IV – promover o bem de todos, sem preconceitos de origem, raça, sexo, cor, idade e quaisquer outras formas de discriminação.

Como fora mencionado, sobre não haver dois lados mas apenas um, a sociedade, é um ponto para se refletir, pois dentro da sociedade pode se perceber a existência de uma certa divisão, entre aqueles que sofrem uma “violência passiva” e aqueles que sofrem uma “violência ativa”. Esta divisão é o ponto central dessa discussão, onde se observa que a sociedade vive em um círculo vicioso, onde uma pequena parte menos esclarecida e com poucas perspectivas (que de modo figurativo, vivem na “escuridão”) se vê no direito de violentar a outra parte detentora de conhecimento  (que de modo figurativo, é “iluminada”) , más, que se exime do dever de iluminar o caminho daqueles que vivem na escuridão e a violentam, e assim nada fazem, para que se quebre o paradigma ora estabelecido.

Há de certa forma um desvio de entendimento quando a vítima da “violência ativa”, aquela que sofre o roubo, o assalto, a perda de um ente querido, se defende ao dizer que não é culpada pelas mazelas daquele que a violentou, simplesmente pelo fato de ter melhores condições financeiras, e neste aspecto de fato não o é, pois ter melhores condições financeiras não pode ser considerado violência a outros menos favorecidos.

Talvez eu seja presunçoso em afirmar, más é preciso refletir que dividir a sociedade em ricos e pobres, e culpar  uns pelas mazelas dos outros pela posição econômica que ocupam é grande um “erro”. É preciso repensar a sociedade como  formada por pessoas iluminadas ou esclarecidas e não iluminadas ou não esclarecidas. por óbvio, que se deve considerar, que os níveis de conhecimento são variáveis, não havendo essa taxatividade aqui expressa de iluminados e não iluminados, pois essa forma de me expressar, tem apenas o condão de melhor entendimento.

Com o olhar voltado às expectativas sociais dos menos favorecidos, conseguiremos entender que não é a riqueza que diretamente irá violentar a pobreza, e sim o conhecimento, não aquele doutrinário ou proveniente de uma grade escolar em moldes ultrapassados, más o conhecimento funcional da sociedade, com perspectivas, planos e metas alcançáveis.

Destarte, negar àqueles que vivem na escuridão a “luz”, será então a violência praticada pelos iluminados, é nesse aspecto que se faz necessário que a parte mais esclarecida que é detentora desta luz (denominada de conhecimento), e formadora de opinião, se manifeste por aqueles que não detêm este poder, para que haja a construção de uma sociedade mais justa.
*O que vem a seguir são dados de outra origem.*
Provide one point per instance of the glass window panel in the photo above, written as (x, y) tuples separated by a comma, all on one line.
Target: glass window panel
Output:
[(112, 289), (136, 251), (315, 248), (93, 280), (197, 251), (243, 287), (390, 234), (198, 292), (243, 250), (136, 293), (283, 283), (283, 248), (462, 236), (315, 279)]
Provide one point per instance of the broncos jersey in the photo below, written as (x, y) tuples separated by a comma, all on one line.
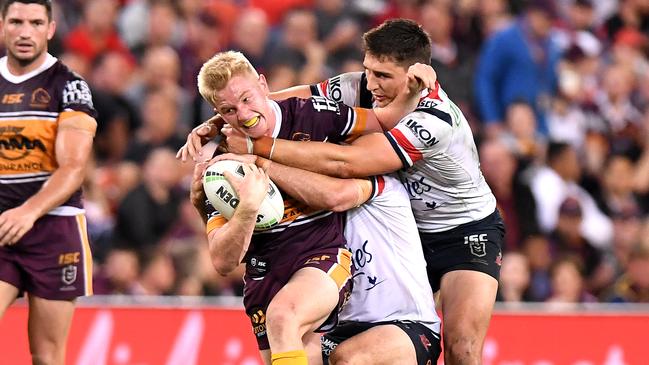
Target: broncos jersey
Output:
[(390, 280), (31, 107), (441, 169)]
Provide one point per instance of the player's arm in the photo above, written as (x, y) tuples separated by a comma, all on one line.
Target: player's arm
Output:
[(228, 240), (300, 91), (316, 190)]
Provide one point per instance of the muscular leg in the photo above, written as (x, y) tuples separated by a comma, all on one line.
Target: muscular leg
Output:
[(48, 328), (8, 294), (466, 314), (299, 307), (381, 345)]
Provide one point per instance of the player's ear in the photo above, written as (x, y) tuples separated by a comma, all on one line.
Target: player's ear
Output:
[(50, 30)]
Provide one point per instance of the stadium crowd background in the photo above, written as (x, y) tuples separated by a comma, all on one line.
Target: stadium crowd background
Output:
[(570, 170)]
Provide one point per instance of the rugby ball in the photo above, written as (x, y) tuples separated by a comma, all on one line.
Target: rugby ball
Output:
[(224, 199)]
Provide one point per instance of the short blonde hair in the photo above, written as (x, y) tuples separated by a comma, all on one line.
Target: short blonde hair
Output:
[(218, 70)]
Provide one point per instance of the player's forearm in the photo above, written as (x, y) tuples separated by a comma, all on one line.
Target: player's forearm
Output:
[(315, 190), (229, 244), (56, 190)]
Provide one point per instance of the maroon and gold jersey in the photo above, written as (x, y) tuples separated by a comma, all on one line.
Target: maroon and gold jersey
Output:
[(314, 119), (31, 107)]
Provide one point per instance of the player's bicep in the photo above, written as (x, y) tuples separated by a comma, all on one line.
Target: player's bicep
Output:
[(75, 133)]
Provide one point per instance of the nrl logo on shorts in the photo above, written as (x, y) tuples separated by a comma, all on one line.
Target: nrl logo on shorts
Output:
[(476, 244), (69, 274)]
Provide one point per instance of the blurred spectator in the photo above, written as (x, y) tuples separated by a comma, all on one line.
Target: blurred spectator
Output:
[(96, 33), (160, 71), (518, 63), (630, 13), (157, 274), (633, 286), (339, 30), (514, 278), (146, 213), (452, 61), (299, 47), (250, 36), (568, 282), (515, 200), (118, 273), (159, 126), (553, 183)]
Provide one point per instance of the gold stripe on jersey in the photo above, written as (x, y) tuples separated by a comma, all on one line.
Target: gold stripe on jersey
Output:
[(27, 146), (87, 254)]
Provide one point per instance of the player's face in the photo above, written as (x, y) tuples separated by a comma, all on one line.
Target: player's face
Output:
[(243, 103), (26, 30), (385, 79)]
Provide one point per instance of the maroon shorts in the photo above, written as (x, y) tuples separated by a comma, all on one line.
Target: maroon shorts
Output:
[(264, 278), (52, 260)]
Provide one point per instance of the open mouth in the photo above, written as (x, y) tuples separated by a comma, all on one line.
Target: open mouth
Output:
[(251, 122)]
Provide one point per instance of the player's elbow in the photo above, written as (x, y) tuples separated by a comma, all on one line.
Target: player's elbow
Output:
[(223, 266)]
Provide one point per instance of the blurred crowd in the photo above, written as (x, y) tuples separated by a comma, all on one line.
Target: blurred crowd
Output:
[(557, 93)]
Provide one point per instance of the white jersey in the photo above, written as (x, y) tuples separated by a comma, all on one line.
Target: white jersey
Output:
[(390, 282), (435, 144)]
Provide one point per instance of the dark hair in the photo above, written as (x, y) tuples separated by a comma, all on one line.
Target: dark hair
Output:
[(401, 40), (46, 3)]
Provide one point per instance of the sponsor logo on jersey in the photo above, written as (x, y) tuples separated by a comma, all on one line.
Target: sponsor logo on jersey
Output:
[(14, 146), (477, 244), (40, 98), (258, 320), (335, 91), (422, 133), (322, 104), (77, 92)]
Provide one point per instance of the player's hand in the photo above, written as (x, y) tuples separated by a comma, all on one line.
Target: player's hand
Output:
[(423, 75), (234, 141), (198, 137), (14, 223), (246, 159), (196, 192), (252, 188)]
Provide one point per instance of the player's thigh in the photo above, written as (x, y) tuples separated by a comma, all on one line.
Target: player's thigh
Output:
[(8, 294), (49, 324), (385, 344), (308, 298), (467, 299)]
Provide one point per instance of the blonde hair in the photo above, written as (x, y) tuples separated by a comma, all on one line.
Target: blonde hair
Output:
[(218, 70)]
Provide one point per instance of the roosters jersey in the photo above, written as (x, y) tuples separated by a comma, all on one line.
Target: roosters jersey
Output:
[(441, 169), (31, 107), (390, 280)]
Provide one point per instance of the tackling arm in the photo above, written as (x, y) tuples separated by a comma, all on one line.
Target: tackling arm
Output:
[(316, 190)]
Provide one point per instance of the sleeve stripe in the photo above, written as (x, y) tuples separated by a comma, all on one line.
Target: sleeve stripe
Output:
[(438, 114), (315, 90), (410, 152), (351, 120), (361, 121), (215, 222)]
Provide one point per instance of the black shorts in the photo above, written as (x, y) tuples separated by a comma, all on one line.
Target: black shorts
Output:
[(426, 341), (472, 246)]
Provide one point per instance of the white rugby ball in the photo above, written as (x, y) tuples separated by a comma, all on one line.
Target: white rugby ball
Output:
[(224, 199)]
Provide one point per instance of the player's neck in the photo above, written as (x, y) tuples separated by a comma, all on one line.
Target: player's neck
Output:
[(17, 68)]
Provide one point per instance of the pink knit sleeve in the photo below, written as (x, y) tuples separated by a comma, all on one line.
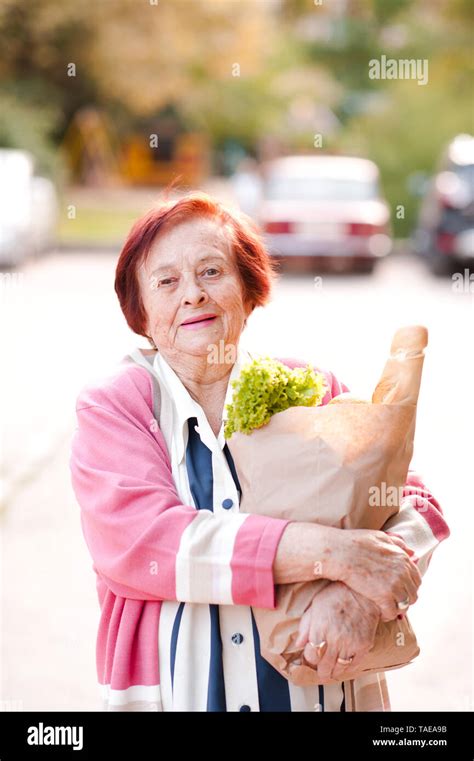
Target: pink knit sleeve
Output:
[(144, 543)]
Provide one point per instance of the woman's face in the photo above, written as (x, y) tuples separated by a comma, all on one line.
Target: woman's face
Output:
[(191, 273)]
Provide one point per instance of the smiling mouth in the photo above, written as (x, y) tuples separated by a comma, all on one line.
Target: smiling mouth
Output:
[(197, 323)]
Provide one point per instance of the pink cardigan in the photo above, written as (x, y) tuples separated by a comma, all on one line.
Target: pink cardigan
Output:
[(132, 518)]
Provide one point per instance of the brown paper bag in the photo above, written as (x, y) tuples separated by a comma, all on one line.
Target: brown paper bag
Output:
[(336, 465)]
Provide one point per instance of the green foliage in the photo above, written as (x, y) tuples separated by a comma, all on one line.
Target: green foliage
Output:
[(27, 127), (265, 387)]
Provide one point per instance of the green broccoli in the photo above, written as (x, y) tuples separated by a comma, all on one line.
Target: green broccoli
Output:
[(265, 387)]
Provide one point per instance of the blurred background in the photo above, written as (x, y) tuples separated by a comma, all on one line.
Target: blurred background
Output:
[(344, 128)]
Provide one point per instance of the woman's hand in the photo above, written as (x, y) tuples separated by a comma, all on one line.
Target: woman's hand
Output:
[(346, 622), (376, 566)]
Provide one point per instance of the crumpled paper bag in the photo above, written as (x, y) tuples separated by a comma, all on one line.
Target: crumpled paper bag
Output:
[(322, 464)]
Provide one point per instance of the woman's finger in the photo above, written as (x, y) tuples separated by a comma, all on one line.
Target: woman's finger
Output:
[(303, 629), (327, 662)]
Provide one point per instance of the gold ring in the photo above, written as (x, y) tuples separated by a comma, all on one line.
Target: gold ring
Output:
[(403, 604), (320, 648)]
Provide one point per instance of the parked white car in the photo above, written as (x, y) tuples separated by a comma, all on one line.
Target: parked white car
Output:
[(28, 209), (328, 208)]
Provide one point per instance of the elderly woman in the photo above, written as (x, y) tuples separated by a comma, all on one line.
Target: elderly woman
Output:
[(178, 567)]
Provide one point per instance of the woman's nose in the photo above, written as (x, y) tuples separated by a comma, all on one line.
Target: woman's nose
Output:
[(193, 294)]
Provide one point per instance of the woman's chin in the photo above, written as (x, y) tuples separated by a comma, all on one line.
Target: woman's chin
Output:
[(203, 343)]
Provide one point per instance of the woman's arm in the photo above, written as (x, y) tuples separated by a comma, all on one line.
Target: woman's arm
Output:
[(146, 544)]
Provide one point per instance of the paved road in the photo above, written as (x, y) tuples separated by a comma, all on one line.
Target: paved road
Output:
[(64, 328)]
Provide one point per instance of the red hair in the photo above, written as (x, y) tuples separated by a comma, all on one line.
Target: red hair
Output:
[(256, 269)]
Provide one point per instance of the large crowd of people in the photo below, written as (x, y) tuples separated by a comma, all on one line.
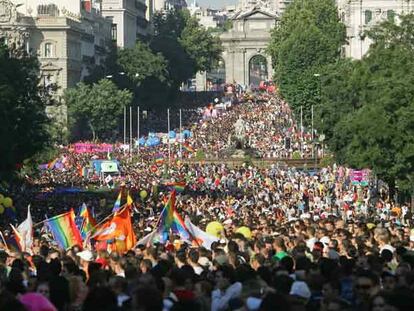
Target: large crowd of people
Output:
[(316, 239)]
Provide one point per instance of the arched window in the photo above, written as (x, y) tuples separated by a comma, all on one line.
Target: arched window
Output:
[(257, 70), (48, 50), (368, 16), (391, 15)]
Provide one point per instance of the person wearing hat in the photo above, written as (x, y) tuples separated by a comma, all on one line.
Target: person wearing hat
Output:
[(86, 257)]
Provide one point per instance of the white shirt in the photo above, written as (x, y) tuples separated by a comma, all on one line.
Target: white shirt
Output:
[(220, 300)]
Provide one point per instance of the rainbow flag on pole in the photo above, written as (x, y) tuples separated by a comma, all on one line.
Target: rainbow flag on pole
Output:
[(64, 230), (188, 148), (159, 159), (88, 222), (177, 186), (167, 214), (117, 204), (52, 163)]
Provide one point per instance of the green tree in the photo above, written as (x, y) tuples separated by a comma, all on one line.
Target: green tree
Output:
[(186, 45), (204, 48), (141, 63), (370, 110), (23, 130), (98, 106), (308, 38)]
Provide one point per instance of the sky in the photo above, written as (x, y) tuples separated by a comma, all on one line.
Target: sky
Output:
[(214, 3)]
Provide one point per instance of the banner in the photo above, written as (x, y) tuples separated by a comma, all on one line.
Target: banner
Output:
[(91, 148), (359, 177)]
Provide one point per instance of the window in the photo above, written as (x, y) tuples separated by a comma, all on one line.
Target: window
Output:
[(368, 16), (391, 15), (48, 50), (114, 34)]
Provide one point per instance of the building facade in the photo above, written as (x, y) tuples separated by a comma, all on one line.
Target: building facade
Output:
[(360, 15), (128, 20), (68, 40), (154, 6)]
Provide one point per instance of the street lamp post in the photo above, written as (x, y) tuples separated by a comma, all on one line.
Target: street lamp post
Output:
[(316, 75)]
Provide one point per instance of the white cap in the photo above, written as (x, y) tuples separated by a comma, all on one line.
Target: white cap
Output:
[(253, 303), (325, 240), (300, 289), (85, 255)]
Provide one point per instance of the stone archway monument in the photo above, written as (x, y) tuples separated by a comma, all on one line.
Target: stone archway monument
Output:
[(247, 42)]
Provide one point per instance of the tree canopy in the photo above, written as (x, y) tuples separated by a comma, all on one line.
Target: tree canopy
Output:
[(308, 37), (367, 110), (141, 63), (24, 124), (97, 107)]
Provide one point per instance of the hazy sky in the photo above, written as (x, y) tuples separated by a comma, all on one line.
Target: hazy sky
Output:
[(213, 3)]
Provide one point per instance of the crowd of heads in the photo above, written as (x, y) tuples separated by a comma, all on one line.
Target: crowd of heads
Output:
[(318, 241)]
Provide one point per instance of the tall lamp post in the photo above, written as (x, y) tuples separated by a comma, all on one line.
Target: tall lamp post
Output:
[(314, 151)]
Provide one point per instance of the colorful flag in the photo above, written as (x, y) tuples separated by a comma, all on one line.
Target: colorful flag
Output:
[(119, 231), (177, 186), (117, 204), (188, 148), (159, 159), (167, 214), (171, 221), (129, 200), (52, 163), (64, 230), (203, 238), (25, 230), (88, 222), (15, 242)]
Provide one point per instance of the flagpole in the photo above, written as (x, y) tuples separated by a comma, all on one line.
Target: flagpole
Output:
[(181, 135), (138, 128), (168, 136), (130, 129), (43, 221), (301, 129), (107, 217), (4, 240), (124, 125)]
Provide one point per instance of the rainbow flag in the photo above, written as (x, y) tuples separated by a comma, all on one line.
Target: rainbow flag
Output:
[(87, 221), (188, 148), (178, 227), (169, 221), (177, 186), (159, 159), (18, 240), (117, 204), (167, 215), (129, 200), (52, 163), (64, 230)]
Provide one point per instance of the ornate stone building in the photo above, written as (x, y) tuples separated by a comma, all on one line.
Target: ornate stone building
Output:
[(68, 37), (244, 60), (128, 20), (244, 46)]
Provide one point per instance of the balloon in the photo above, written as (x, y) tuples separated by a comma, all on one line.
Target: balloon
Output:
[(7, 202), (143, 194), (245, 231), (214, 228)]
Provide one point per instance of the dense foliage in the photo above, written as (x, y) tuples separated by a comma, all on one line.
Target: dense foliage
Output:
[(96, 107), (308, 37), (367, 110), (24, 124)]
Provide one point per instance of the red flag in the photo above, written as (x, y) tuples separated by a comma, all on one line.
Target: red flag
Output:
[(119, 230)]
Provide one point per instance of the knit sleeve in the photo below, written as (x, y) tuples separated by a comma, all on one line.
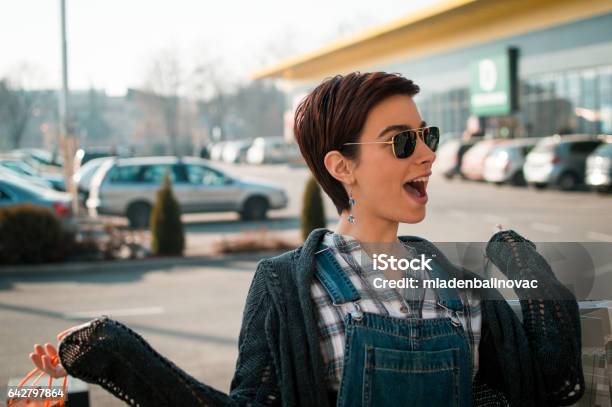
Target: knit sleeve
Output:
[(551, 319), (110, 354)]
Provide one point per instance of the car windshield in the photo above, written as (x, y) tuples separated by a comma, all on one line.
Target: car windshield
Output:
[(605, 149), (25, 186), (546, 147), (88, 170)]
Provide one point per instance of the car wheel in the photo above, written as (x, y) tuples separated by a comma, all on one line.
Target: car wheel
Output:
[(255, 208), (138, 215), (518, 179), (568, 181)]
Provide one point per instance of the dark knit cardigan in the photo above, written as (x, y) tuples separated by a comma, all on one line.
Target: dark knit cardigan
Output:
[(536, 362)]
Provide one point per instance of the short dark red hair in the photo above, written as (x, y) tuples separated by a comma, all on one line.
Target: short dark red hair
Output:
[(334, 113)]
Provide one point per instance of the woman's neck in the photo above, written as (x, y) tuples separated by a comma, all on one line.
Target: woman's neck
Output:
[(368, 229)]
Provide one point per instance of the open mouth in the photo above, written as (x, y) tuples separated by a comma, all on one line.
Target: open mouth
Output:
[(417, 187)]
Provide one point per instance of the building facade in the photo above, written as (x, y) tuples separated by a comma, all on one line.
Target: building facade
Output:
[(561, 56)]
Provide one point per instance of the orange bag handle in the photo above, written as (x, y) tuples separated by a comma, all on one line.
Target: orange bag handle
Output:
[(54, 362)]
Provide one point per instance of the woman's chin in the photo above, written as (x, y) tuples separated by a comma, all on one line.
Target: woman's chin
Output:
[(416, 215)]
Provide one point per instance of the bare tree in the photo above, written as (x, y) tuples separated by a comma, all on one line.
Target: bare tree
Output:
[(18, 101), (16, 108), (163, 83)]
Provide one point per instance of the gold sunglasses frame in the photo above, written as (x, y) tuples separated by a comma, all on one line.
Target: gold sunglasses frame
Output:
[(420, 133)]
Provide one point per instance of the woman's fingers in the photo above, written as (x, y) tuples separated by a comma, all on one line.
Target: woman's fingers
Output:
[(45, 358), (51, 351), (36, 360), (38, 349)]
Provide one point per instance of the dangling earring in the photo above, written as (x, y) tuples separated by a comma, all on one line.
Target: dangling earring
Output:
[(351, 218)]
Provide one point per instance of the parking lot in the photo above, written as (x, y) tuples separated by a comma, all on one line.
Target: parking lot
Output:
[(191, 313)]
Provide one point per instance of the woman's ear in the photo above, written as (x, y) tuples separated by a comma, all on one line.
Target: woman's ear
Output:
[(339, 166)]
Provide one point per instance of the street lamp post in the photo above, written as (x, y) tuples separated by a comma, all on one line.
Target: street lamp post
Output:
[(67, 134)]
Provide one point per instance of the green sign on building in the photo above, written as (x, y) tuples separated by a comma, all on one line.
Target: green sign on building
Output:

Todavia, o que se percebe,  é que se tem uma situação de violência ativa, onde há um alto nível de criminalidade, onde estabeleceu-se o paradigma que seus autores são vítimas da sociedade, e onde na maioria das vezes quando isto é dito, logo é rebatido por pessoas que ocupam uma posição social mais confortável e se isentam de tal responsabilidade, talvez por ausência de conhecimento ou de compreensão da existência da violência passiva, que não é criminalizada (salvo omissão praticada pelo poder público ou por aquele tem o dever de agir),  pois esta não lhe atinge.

Assim, a sociedade “iluminada”, ao se sentir indignada, por compreender apenas a “violência ativa”, lhes assiste a razão, pois à este tipo de violência, são as verdadeiras vítimas. Todavia, o posicionamento omisso da sociedade “iluminada”, ainda que não seja taxado de crime, não deixa de ser uma forma de violência praticada contra aqueles que vivem na escuridão, negando lhes o direito de inclusão social.

A solução do problema criminalidade, não pode ser atribuída tão somente à gestão pública. A parte da sociedade mais consciente, detentora do conhecimento e do poder de manifestação, não deve cruzar os braços e ficar esperando de seus gestores soluções milagrosas, mas sim, deve se conscientizar do seu poder-dever de se  manifestar a favor dos menos favorecidos, na busca dos direitos inclusivos destes, a fim de construir uma sociedade mais justa e solidária.

É importante ressaltar que, uma sociedade bem organizada e justa é benéfica a todos, e reclamar de um sistema, o qual não nos esforçamos a mudar, e ou esperarmos pela mudança da parte incapaz, ainda que essa incapacidade seja relativa, é no mínimo sermos irracionais e ou injustos. Assim, ainda que nos doa, somos vítimas da nossa própria omissão.